Alpha-Biotin-omega-carboxysuccinimidyl ester poly(ethyleneglycol) is characterized by its unique biotinylation capabilities, enabling strong affinity for streptavidin and other biotin-binding proteins. The 3,000 dalton PEG segment enhances hydrophilicity and reduces nonspecific interactions, promoting stability in diverse conditions. Its reactive carboxysuccinimidyl ester group allows for swift amine conjugation, facilitating targeted modifications while maintaining structural integrity and functional versatility in biochemical applications.

Alpha-Biotin-omega-carboxysuccinimidyl ester poly(ethyleneglycol) features a distinctive structure that combines biotin's high affinity for specific proteins with a flexible PEG backbone. This design enhances solubility and minimizes aggregation, promoting effective interactions in aqueous environments.
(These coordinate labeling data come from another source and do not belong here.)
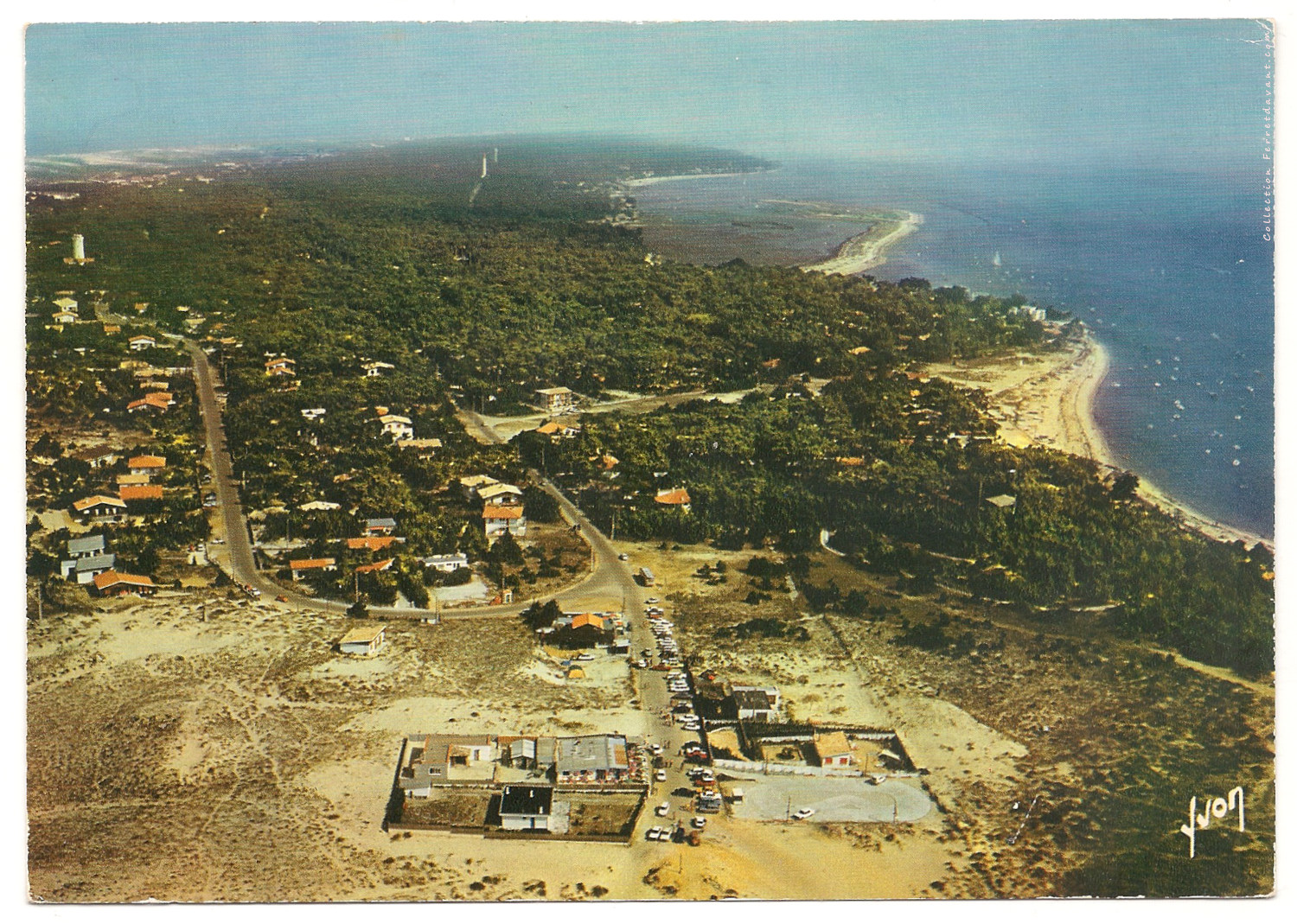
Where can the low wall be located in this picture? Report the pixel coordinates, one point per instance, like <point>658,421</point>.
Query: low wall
<point>798,770</point>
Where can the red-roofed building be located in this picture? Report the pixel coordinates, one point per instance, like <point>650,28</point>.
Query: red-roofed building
<point>676,496</point>
<point>371,542</point>
<point>280,366</point>
<point>497,519</point>
<point>114,583</point>
<point>157,401</point>
<point>145,464</point>
<point>303,565</point>
<point>100,508</point>
<point>137,493</point>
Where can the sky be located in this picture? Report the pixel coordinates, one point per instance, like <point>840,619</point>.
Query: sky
<point>1170,92</point>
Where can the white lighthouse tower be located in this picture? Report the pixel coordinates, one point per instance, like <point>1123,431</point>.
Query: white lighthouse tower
<point>78,257</point>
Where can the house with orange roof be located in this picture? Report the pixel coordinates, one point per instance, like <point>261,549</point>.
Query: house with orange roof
<point>150,402</point>
<point>674,496</point>
<point>145,464</point>
<point>280,366</point>
<point>100,508</point>
<point>833,749</point>
<point>301,566</point>
<point>116,583</point>
<point>498,517</point>
<point>371,542</point>
<point>140,493</point>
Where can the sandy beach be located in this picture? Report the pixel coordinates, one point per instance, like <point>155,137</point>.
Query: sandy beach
<point>1048,399</point>
<point>868,251</point>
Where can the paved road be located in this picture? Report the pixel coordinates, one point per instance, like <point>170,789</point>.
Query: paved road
<point>609,578</point>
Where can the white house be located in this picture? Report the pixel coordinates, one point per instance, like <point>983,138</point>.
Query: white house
<point>500,494</point>
<point>446,563</point>
<point>557,401</point>
<point>526,807</point>
<point>363,640</point>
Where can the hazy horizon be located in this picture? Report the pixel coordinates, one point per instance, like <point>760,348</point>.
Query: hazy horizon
<point>1174,93</point>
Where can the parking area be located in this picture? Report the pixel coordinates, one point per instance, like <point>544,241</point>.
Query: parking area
<point>833,799</point>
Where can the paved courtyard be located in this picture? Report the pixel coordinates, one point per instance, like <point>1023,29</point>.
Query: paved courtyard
<point>833,799</point>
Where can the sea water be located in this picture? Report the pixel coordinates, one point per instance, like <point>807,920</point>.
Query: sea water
<point>1170,271</point>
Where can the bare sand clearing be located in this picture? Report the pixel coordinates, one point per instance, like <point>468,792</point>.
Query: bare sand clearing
<point>1048,399</point>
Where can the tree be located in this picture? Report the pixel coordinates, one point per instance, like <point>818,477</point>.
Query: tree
<point>541,615</point>
<point>1125,485</point>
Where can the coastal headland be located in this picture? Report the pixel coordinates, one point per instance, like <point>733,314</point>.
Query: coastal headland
<point>869,249</point>
<point>1048,399</point>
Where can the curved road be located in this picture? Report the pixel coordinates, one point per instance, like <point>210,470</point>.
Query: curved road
<point>609,577</point>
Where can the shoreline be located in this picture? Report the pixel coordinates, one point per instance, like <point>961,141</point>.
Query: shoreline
<point>651,181</point>
<point>1048,401</point>
<point>868,251</point>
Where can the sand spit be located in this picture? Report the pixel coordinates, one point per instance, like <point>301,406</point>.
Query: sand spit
<point>868,251</point>
<point>1048,399</point>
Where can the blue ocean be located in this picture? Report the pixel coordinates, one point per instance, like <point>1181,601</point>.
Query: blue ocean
<point>1170,270</point>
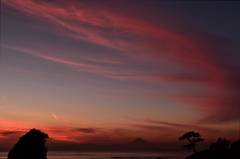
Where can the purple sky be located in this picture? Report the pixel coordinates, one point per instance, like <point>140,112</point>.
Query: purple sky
<point>119,69</point>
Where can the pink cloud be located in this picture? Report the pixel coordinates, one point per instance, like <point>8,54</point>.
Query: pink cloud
<point>195,51</point>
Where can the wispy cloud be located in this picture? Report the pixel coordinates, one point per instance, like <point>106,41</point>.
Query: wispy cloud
<point>190,57</point>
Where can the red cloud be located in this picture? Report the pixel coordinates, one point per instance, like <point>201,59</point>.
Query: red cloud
<point>194,51</point>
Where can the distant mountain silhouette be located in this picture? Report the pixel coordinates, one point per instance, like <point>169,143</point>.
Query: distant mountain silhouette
<point>30,146</point>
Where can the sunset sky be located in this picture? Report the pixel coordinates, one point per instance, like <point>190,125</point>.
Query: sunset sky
<point>108,72</point>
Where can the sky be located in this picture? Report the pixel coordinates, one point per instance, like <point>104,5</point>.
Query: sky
<point>107,72</point>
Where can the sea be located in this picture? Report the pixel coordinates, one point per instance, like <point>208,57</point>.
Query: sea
<point>112,155</point>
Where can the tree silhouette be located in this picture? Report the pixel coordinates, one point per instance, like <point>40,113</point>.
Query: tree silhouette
<point>192,137</point>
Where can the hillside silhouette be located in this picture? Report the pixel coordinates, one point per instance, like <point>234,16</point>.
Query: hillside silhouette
<point>30,146</point>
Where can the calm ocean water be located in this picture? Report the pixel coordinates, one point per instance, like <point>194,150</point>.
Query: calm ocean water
<point>109,155</point>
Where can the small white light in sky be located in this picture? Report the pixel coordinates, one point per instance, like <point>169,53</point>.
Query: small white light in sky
<point>3,97</point>
<point>55,116</point>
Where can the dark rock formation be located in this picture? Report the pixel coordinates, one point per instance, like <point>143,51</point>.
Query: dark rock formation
<point>30,146</point>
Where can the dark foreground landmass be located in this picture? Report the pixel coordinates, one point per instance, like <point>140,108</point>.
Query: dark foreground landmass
<point>208,154</point>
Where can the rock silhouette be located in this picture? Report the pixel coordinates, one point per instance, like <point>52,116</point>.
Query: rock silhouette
<point>30,146</point>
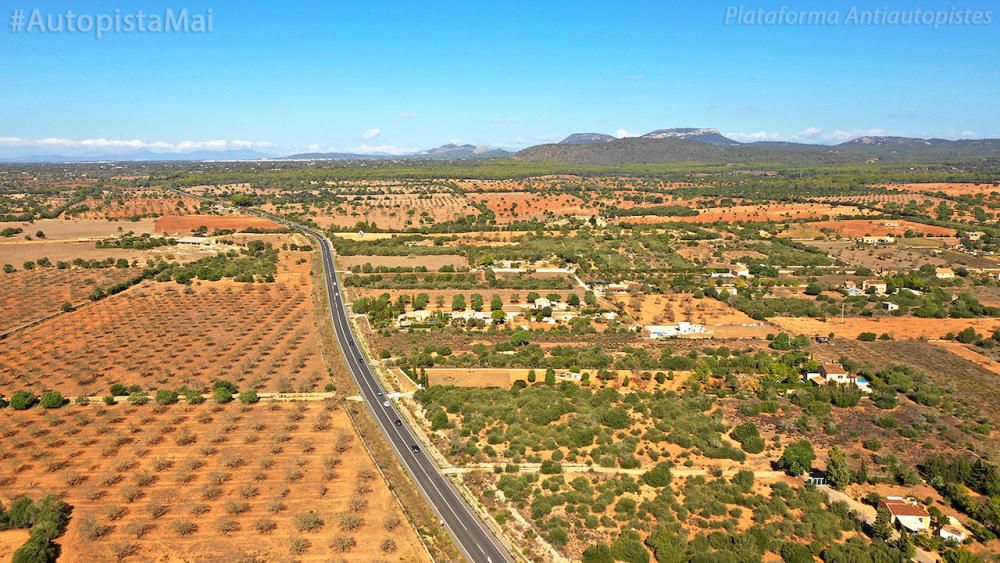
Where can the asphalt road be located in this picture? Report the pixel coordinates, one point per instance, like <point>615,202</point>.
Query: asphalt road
<point>471,534</point>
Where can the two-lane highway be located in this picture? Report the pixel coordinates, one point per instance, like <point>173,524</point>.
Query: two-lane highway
<point>470,532</point>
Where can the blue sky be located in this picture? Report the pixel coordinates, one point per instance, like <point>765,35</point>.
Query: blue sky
<point>395,76</point>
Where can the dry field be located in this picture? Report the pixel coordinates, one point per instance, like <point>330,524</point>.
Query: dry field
<point>175,224</point>
<point>755,213</point>
<point>17,253</point>
<point>77,229</point>
<point>396,211</point>
<point>432,263</point>
<point>948,189</point>
<point>883,199</point>
<point>967,353</point>
<point>855,228</point>
<point>566,180</point>
<point>518,206</point>
<point>900,256</point>
<point>900,328</point>
<point>446,295</point>
<point>206,482</point>
<point>30,295</point>
<point>158,336</point>
<point>505,377</point>
<point>137,207</point>
<point>721,319</point>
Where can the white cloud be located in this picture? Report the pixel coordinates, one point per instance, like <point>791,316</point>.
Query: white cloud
<point>125,145</point>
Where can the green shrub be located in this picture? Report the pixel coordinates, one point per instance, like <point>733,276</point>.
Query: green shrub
<point>138,398</point>
<point>23,400</point>
<point>167,397</point>
<point>249,397</point>
<point>52,400</point>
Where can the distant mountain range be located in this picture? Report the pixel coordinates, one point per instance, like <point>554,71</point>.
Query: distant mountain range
<point>444,152</point>
<point>661,145</point>
<point>139,156</point>
<point>708,145</point>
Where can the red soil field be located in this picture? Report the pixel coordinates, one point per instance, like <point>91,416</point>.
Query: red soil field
<point>881,227</point>
<point>775,212</point>
<point>511,206</point>
<point>188,223</point>
<point>156,335</point>
<point>28,295</point>
<point>137,207</point>
<point>946,188</point>
<point>206,482</point>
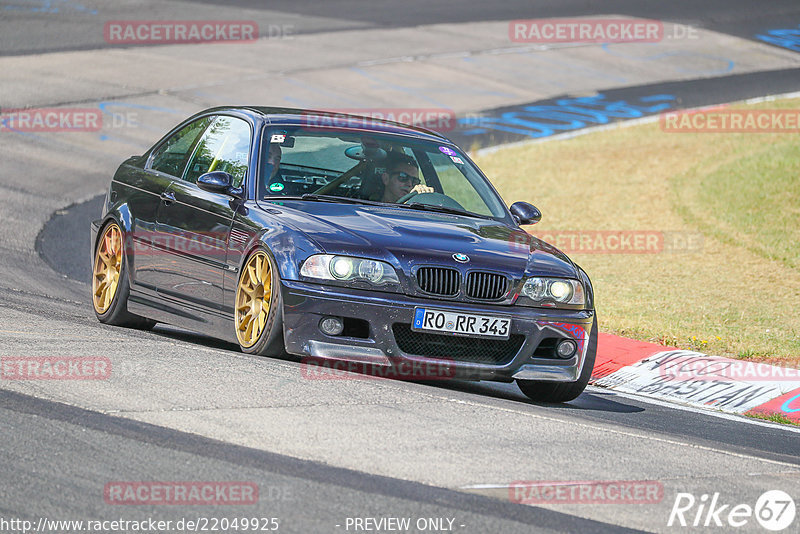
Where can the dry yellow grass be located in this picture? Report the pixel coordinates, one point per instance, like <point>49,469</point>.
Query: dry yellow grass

The carboxysuccinimidyl ester moiety enables rapid and selective coupling to amine-containing molecules, ensuring efficient bioconjugation while preserving the functional properties of both the biotin and PEG components.

(3aS,4aR)-1,3-Dibenzyldihydro-1H-selenolo[3,4-d]imidazole-2,4-(3H,3aH)dione exhibits intriguing properties as a biotin derivative, characterized by its unique selenium-containing framework. This compound facilitates specific molecular interactions through its imidazole core, enhancing reactivity with biomolecules. Its dual benzyl substituents contribute to hydrophobic interactions, potentially influencing binding affinities and reaction kinetics in complex biological systems.

3-(4-(N-Biotinoyl-6-aminocaproyloxy)phenyl)propionic Acid stands out as a biotin derivative due to its distinctive phenylpropionic structure, which enhances solubility and reactivity. The biotinoyl moiety promotes strong interactions with avidin and streptavidin, facilitating specific binding events. Its unique caproyloxy group introduces flexibility, potentially modulating conformational dynamics and influencing the kinetics of molecular recognition in various biochemical pathways.

6-N-Biotinylaminohexanol is a notable biotin derivative characterized by its hexanol backbone, which enhances hydrophilicity and solubility in aqueous environments. The biotinyl group enables robust interactions with biotin-binding proteins, promoting high-affinity complex formation. Its amino functionality allows for versatile coupling reactions, facilitating the development of diverse bioconjugates. This compound's structural features may also influence molecular stability and reactivity in biochemical assays.

N-(2-Aminoethyl)biotinamide hydrochloride is a distinctive biotin derivative featuring an aminoethyl side chain that enhances its reactivity and solubility in polar solvents. This compound exhibits strong affinity for biotin receptors, facilitating specific molecular interactions that can modulate biological pathways. Its unique structure allows for efficient conjugation with various biomolecules, potentially influencing reaction kinetics and stability in biochemical environments.

6-N-Biotinylaminohexyl Hydrogenphosphonate is a specialized biotin derivative characterized by its unique hydrogenphosphonate group, which enhances its reactivity in phosphorylation reactions. This compound demonstrates a remarkable ability to form stable complexes with metal ions, influencing its behavior in catalytic processes. Its extended hexyl chain contributes to increased hydrophobic interactions, potentially affecting solubility and molecular recognition in diverse biochemical contexts.

6-N-Biotinylaminohexyl Isopropyl Hydrogenphosphonate is a distinctive biotin derivative featuring an isopropyl hydrogenphosphonate moiety that facilitates selective phosphorylation. This compound exhibits unique binding affinities, allowing for specific interactions with biomolecules, which can modulate enzymatic activity. The presence of the biotinyl group enhances its ability to engage in avidin-biotin interactions, while the hexyl chain promotes hydrophobic interactions, influencing its stability and reactivity in various biochemical environments.